After the initial check-in I typically refactor every time I touch a piece of code. Refactoring isn't something you should set aside separate time for. It should be something you just do as you go.
You write code with two hats on. The just-get-the-thing-working hat and the I-need-to-understand-this-tomorrow hat. Obviously the second hat is the refactoring one. So you refactor every time you have made something work but have (inevitably) introduced smells like duplicated code, long methods, fragile error handling, bad variable names etc...
Refactoring whilst trying to get something working (i.e. wearing both hats) isn't practical for non-trivial tasks. But postponing refactoring till the next day/week/iteration is very bad because the context of the problem will be gone from your head. So switch between hats as often as possible but never combine them.
I refactor every chance I get because it lets me hone my code into the best it can be. I do this even when actively developing to prevent creating unmaintainable code in the first place. It also oftentimes lets me straighten out a poor design decision before it becomes unfixable.
Three good reasons to refactor:
Your original design (perhaps in a very small area, but design nonetheless) was wrong. This includes where you discover a common operation and want to share code.

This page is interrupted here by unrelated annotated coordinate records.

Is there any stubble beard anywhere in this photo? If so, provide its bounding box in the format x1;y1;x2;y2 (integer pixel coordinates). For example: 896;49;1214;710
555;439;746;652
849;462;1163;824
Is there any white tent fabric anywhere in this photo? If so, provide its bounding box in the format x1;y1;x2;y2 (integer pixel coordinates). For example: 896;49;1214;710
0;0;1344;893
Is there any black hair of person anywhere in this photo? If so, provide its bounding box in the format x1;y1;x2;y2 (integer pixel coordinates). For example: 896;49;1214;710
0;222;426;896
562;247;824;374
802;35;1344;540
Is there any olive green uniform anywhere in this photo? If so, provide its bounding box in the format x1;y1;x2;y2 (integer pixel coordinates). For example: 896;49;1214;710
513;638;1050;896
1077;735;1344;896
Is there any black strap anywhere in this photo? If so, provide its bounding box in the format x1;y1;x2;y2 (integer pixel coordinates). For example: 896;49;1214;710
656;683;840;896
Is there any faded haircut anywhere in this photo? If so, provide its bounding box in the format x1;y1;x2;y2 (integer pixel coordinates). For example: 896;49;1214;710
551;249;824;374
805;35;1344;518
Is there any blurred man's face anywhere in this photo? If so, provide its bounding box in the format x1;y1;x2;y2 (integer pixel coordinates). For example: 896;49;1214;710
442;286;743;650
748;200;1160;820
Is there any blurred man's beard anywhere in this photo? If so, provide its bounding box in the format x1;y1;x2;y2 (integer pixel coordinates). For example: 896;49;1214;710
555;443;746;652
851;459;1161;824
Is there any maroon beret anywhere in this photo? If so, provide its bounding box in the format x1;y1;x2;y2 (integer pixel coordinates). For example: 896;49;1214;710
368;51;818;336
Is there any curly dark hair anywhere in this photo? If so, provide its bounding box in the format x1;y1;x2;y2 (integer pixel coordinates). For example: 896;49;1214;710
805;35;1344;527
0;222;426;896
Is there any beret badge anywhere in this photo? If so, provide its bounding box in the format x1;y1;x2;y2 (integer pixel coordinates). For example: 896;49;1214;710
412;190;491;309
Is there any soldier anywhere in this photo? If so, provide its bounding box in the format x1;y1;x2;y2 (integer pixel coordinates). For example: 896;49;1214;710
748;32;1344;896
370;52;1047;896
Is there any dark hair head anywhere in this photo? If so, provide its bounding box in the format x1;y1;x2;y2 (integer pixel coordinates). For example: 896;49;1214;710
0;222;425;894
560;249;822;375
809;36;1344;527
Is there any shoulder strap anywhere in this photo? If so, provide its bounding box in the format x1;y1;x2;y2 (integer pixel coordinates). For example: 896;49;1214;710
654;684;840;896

You are designing iteratively.
The code is so bad that it needs major refurbishment.
Three good reasons not to refactor:
"This looks a little bit messy".
"I don't entirely agree with the way the last guy did this".
"It might be more efficient". (The problem there is 'might').
"Messy" is controversial - there is a valid argument variously called "fixing broken windows", or "code hygiene", which suggests that if you let small things slide, then you will start to let large things slide too. That's fine, and is a good thing to bear in mind, but remember that it's an analogy. It doesn't excuse shunting stuff around interminably, in search of the cleanest possible solution.
How often you refactor should depend on how often the good reasons occur, and how confident you are that your test process protects you from introducing bugs.
Refactoring is never a goal in itself. But if something doesn't work, it has to be fixed, and that's as true in initial development as it is in maintenance. For non-trivial changes it's almost always better to refactor, and incorporate the new concepts cleanly, than to patch a single place with great lumps of junk in order to avoid any change elsewhere.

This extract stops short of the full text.